Un accord visant à réglementer les subventions nocives à la pêche a été torpillé par l’Inde, lors de la 11e conférence de l’Organisation mondiale du commerce (OMC), qui s’est conclue le 13 décembre à Buenos Aires (Argentine).

«L’OMC n’avait jamais été aussi près de trouver un accord international juridiquement contraignant. Mais à peine quelques heures après le démarrage des pourparlers, certains membres ont sérieusement affaibli le projet de décision ministérielle. Et l’Inde a porté un coup fatal à la négociation», commente l’ONG Bloom dans un communiqué. New Dehli s’est en effet opposé à tout sujet, y compris aux subventions à la pêche non déclarée et non réglementée (INN).

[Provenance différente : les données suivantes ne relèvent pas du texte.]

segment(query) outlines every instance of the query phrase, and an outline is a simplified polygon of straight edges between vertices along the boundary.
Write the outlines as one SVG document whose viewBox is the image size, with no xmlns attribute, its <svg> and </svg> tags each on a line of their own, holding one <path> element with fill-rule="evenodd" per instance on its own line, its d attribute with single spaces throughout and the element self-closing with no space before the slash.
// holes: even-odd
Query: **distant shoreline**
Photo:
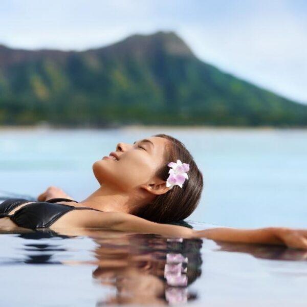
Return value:
<svg viewBox="0 0 307 307">
<path fill-rule="evenodd" d="M 163 125 L 125 125 L 117 127 L 69 127 L 54 126 L 49 125 L 32 125 L 32 126 L 0 126 L 1 131 L 35 131 L 35 130 L 152 130 L 155 129 L 165 130 L 306 130 L 307 127 L 277 127 L 271 126 L 262 126 L 252 127 L 250 126 L 171 126 Z"/>
</svg>

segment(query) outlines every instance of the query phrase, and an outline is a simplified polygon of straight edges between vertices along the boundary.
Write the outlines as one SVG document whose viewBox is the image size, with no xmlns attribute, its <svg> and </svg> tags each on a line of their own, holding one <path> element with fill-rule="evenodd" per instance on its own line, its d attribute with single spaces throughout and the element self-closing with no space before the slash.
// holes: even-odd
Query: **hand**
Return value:
<svg viewBox="0 0 307 307">
<path fill-rule="evenodd" d="M 307 250 L 307 229 L 273 227 L 272 230 L 276 238 L 286 246 Z"/>
<path fill-rule="evenodd" d="M 54 186 L 51 186 L 45 192 L 40 194 L 37 196 L 37 200 L 39 202 L 46 202 L 48 200 L 53 198 L 67 198 L 70 200 L 73 199 L 66 194 L 63 190 Z"/>
</svg>

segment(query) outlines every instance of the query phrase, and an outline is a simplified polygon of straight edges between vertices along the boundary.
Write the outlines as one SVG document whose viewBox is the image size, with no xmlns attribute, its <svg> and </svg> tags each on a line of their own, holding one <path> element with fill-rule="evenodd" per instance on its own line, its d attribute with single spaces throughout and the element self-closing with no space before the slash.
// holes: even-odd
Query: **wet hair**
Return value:
<svg viewBox="0 0 307 307">
<path fill-rule="evenodd" d="M 193 157 L 180 141 L 165 134 L 153 136 L 167 139 L 169 142 L 165 151 L 164 162 L 158 170 L 156 176 L 167 180 L 170 169 L 167 164 L 178 159 L 190 165 L 187 172 L 189 179 L 186 180 L 182 188 L 174 186 L 172 189 L 141 207 L 136 208 L 133 214 L 148 221 L 168 223 L 181 221 L 187 217 L 195 209 L 201 199 L 204 185 L 203 174 L 199 169 Z"/>
</svg>

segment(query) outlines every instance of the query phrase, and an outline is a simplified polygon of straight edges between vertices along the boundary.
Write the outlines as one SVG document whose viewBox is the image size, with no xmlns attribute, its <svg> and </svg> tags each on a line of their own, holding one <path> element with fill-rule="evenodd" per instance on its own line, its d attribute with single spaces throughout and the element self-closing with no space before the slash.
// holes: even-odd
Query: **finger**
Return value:
<svg viewBox="0 0 307 307">
<path fill-rule="evenodd" d="M 307 239 L 299 233 L 286 236 L 284 242 L 288 247 L 307 250 Z"/>
</svg>

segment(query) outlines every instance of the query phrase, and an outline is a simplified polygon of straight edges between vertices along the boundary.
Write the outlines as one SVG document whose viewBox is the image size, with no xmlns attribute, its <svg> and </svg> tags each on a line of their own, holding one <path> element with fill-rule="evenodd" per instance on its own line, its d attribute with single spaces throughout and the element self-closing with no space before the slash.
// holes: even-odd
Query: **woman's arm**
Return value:
<svg viewBox="0 0 307 307">
<path fill-rule="evenodd" d="M 149 222 L 127 213 L 86 210 L 89 212 L 84 214 L 80 211 L 74 210 L 65 214 L 55 223 L 54 227 L 103 228 L 173 237 L 198 237 L 225 242 L 277 244 L 307 249 L 307 229 L 284 227 L 237 229 L 221 227 L 194 230 L 183 226 Z"/>
</svg>

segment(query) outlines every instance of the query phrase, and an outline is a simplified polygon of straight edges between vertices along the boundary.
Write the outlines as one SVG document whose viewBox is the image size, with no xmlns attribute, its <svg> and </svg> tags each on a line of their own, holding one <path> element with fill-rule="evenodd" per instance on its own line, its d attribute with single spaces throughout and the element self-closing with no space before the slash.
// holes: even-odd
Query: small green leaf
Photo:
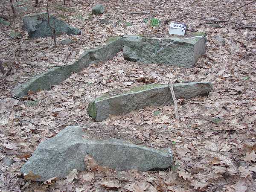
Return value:
<svg viewBox="0 0 256 192">
<path fill-rule="evenodd" d="M 158 115 L 161 112 L 160 111 L 156 111 L 155 112 L 154 112 L 154 115 L 156 116 L 157 115 Z"/>
<path fill-rule="evenodd" d="M 0 18 L 0 23 L 3 24 L 3 25 L 8 25 L 8 26 L 10 25 L 10 23 L 9 22 L 5 20 L 3 18 Z"/>
<path fill-rule="evenodd" d="M 150 20 L 150 25 L 151 27 L 158 27 L 160 21 L 157 18 L 153 18 Z"/>
<path fill-rule="evenodd" d="M 144 22 L 145 23 L 147 23 L 148 22 L 148 19 L 147 18 L 143 19 L 143 22 Z"/>
</svg>

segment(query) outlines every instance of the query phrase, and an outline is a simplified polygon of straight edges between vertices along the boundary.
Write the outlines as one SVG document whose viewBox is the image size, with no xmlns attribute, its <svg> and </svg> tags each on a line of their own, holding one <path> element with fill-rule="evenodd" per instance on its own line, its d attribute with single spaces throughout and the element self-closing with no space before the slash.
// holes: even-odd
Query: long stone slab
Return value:
<svg viewBox="0 0 256 192">
<path fill-rule="evenodd" d="M 207 95 L 212 88 L 209 82 L 175 84 L 173 90 L 177 99 Z M 120 115 L 148 106 L 173 104 L 168 85 L 151 84 L 134 87 L 122 93 L 111 93 L 96 98 L 89 104 L 88 113 L 96 121 L 107 119 L 109 115 Z"/>
<path fill-rule="evenodd" d="M 85 49 L 77 61 L 71 65 L 50 69 L 32 77 L 26 82 L 18 85 L 13 90 L 15 97 L 27 95 L 29 90 L 33 92 L 49 90 L 51 86 L 61 84 L 72 73 L 79 72 L 91 64 L 97 64 L 111 59 L 122 49 L 122 38 L 110 38 L 106 45 L 96 49 Z"/>
<path fill-rule="evenodd" d="M 117 171 L 165 169 L 173 163 L 170 148 L 157 150 L 118 139 L 86 139 L 82 137 L 84 134 L 81 127 L 67 127 L 39 144 L 21 172 L 32 172 L 39 177 L 35 180 L 42 181 L 63 177 L 73 169 L 85 170 L 84 159 L 87 155 L 99 165 Z"/>
<path fill-rule="evenodd" d="M 125 59 L 145 64 L 191 67 L 205 51 L 205 34 L 158 38 L 141 35 L 123 38 Z"/>
</svg>

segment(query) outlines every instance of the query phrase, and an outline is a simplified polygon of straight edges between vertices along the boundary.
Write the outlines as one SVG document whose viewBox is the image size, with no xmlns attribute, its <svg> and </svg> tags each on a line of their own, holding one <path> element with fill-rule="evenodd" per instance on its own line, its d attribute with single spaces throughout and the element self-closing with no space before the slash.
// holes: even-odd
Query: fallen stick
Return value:
<svg viewBox="0 0 256 192">
<path fill-rule="evenodd" d="M 248 5 L 249 5 L 249 4 L 250 4 L 251 3 L 254 3 L 254 2 L 256 2 L 256 0 L 254 0 L 252 1 L 251 1 L 250 2 L 248 3 L 247 4 L 246 4 L 245 5 L 243 5 L 242 6 L 241 6 L 241 7 L 239 7 L 238 8 L 237 8 L 237 9 L 235 9 L 234 11 L 233 11 L 232 12 L 230 12 L 230 13 L 229 14 L 228 14 L 227 15 L 228 16 L 228 15 L 231 15 L 232 13 L 233 13 L 235 11 L 237 11 L 238 9 L 241 9 L 241 8 L 243 8 L 244 7 L 245 7 L 245 6 L 247 6 Z"/>
<path fill-rule="evenodd" d="M 171 93 L 172 93 L 172 100 L 173 100 L 173 102 L 174 103 L 174 108 L 175 110 L 175 117 L 176 119 L 180 120 L 180 117 L 179 116 L 179 112 L 178 111 L 178 104 L 177 103 L 177 100 L 175 96 L 175 94 L 174 91 L 173 90 L 173 85 L 171 83 L 169 85 L 169 88 L 171 90 Z"/>
</svg>

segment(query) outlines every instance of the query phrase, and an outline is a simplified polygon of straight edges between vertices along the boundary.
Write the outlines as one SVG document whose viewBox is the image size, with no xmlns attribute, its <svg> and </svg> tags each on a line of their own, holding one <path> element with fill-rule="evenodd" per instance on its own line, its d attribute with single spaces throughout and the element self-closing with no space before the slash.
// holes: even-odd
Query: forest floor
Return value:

L’objectif d’éradiquer les subventions nocives à la pêche en 2020 a déjà été acté à l’ONU dans le cadre des objectifs de développement durable (14.6). «Mais lorsque les décisions sont juridiquement contraignantes, comme à l’OMC, les ministres ignorent totalement ce mandat, pourtant clair», observe Rémi Parmentier, spécialiste des océans et directeur du groupe Varda. Les ministres ont seulement consenti à s’engager à trouver un accord d’ici fin 2019.

Un consensus élargi

L’initiative en faveur de la fin des subventions nocives à la pêche est toutefois soutenue par un nombre croissant de pays. Aux côtés des chefs de file -l’Union européenne et la Nouvelle-Zélande- se trouvent aussi la Norvège, l’Islande, le Pakistan, le Canada, l’Argentine, le Costa Rica, la Colombie, le Panama, le Pérou, l’Uruguay, le groupe ACP (Afrique, Caraïbes, Pacifique) et le groupe des pays les moins développés, selon Bloom. Avec le groupe Varda, l’ONG appelle l’OMC à maintenir l’élan et à parvenir à un accord d’ici fin 2018, sans attendre la prochaine réunion ministérielle, prévue en 2019.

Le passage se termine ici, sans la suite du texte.